The authors note that their idea of masked span modeling has already been adopted by XLNet in its training. However, I think there remains a lot of questions about how best to model language. Obviously, standard tokenization provides a happy medium between the world of byte-pair encoding and span modeling (these aren’t directly comparable though), however the level of detail and aggregation, respectively, in these approaches is also optimal depending on context. I’d be very curious to see if some frankensteined embedding a la CoVE may prove useful here for getting both. I’d also be curious to see what the latent space may be like between embeddings achieved for a set vocabulary using span modeling versus sub-word modeling. We would obviously hope to see morpheme-level words like ‘grief’ to have similar embeddings across models, but what is the functional relationship between representations of ‘Seattle Seahawks’ between these two schemes?

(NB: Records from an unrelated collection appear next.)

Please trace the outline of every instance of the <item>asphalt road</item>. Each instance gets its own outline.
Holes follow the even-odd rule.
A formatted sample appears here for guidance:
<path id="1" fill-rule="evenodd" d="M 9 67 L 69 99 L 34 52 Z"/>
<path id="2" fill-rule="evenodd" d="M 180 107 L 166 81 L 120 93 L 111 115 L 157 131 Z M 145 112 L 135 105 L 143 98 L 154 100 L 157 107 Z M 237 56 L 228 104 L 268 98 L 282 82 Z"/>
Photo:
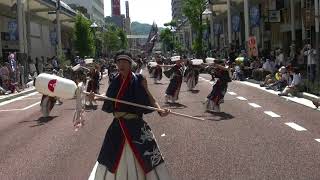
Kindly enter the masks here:
<path id="1" fill-rule="evenodd" d="M 315 140 L 320 139 L 319 111 L 232 82 L 223 113 L 205 113 L 209 79 L 201 75 L 194 92 L 184 83 L 181 105 L 169 107 L 205 121 L 145 116 L 173 179 L 320 179 L 320 142 Z M 107 82 L 102 83 L 104 94 Z M 148 79 L 151 92 L 166 106 L 168 80 L 162 83 Z M 86 124 L 76 132 L 74 100 L 64 100 L 44 119 L 40 98 L 34 94 L 0 106 L 0 179 L 88 179 L 112 115 L 102 112 L 100 103 L 86 112 Z"/>

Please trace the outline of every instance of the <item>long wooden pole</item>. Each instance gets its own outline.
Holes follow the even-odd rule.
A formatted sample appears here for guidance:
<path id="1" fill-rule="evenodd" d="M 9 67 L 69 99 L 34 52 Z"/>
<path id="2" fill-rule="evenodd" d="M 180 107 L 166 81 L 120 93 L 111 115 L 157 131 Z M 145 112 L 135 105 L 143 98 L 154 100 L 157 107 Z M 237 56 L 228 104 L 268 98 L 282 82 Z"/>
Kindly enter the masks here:
<path id="1" fill-rule="evenodd" d="M 83 92 L 84 94 L 87 94 L 89 95 L 90 93 L 89 92 Z M 94 94 L 96 97 L 99 97 L 99 98 L 102 98 L 102 99 L 106 99 L 106 100 L 109 100 L 109 101 L 114 101 L 114 102 L 119 102 L 119 103 L 123 103 L 123 104 L 128 104 L 128 105 L 131 105 L 131 106 L 136 106 L 136 107 L 141 107 L 141 108 L 145 108 L 145 109 L 149 109 L 149 110 L 154 110 L 154 111 L 162 111 L 161 109 L 159 108 L 155 108 L 155 107 L 152 107 L 152 106 L 145 106 L 145 105 L 141 105 L 141 104 L 137 104 L 137 103 L 132 103 L 132 102 L 128 102 L 128 101 L 123 101 L 123 100 L 119 100 L 119 99 L 115 99 L 115 98 L 110 98 L 110 97 L 107 97 L 107 96 L 103 96 L 103 95 L 99 95 L 99 94 Z M 173 114 L 173 115 L 176 115 L 176 116 L 182 116 L 182 117 L 186 117 L 186 118 L 191 118 L 191 119 L 196 119 L 196 120 L 201 120 L 201 121 L 204 121 L 205 119 L 203 118 L 198 118 L 198 117 L 194 117 L 194 116 L 190 116 L 190 115 L 187 115 L 187 114 L 182 114 L 182 113 L 177 113 L 177 112 L 173 112 L 171 111 L 170 114 Z"/>

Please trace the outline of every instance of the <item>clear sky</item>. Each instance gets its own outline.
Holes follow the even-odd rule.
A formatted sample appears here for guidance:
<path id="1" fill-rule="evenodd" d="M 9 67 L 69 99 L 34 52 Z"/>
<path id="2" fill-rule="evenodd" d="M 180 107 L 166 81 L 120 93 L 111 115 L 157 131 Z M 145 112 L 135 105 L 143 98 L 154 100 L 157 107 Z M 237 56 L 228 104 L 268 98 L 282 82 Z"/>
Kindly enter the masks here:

I’ve realized that as much as reading papers is cool, I should really get around to working with some of these innovations. I plan on making my next post on some exploration of either jiant or another tool that I’ve found via papers more recently. I fortunately and unfortunately had some friends suggest looking at other folks’ research, and some of it is worthy of venturing down a rabbit hole or two. I just need to get back in the mode of reading papers in between model iterations again to get through it all.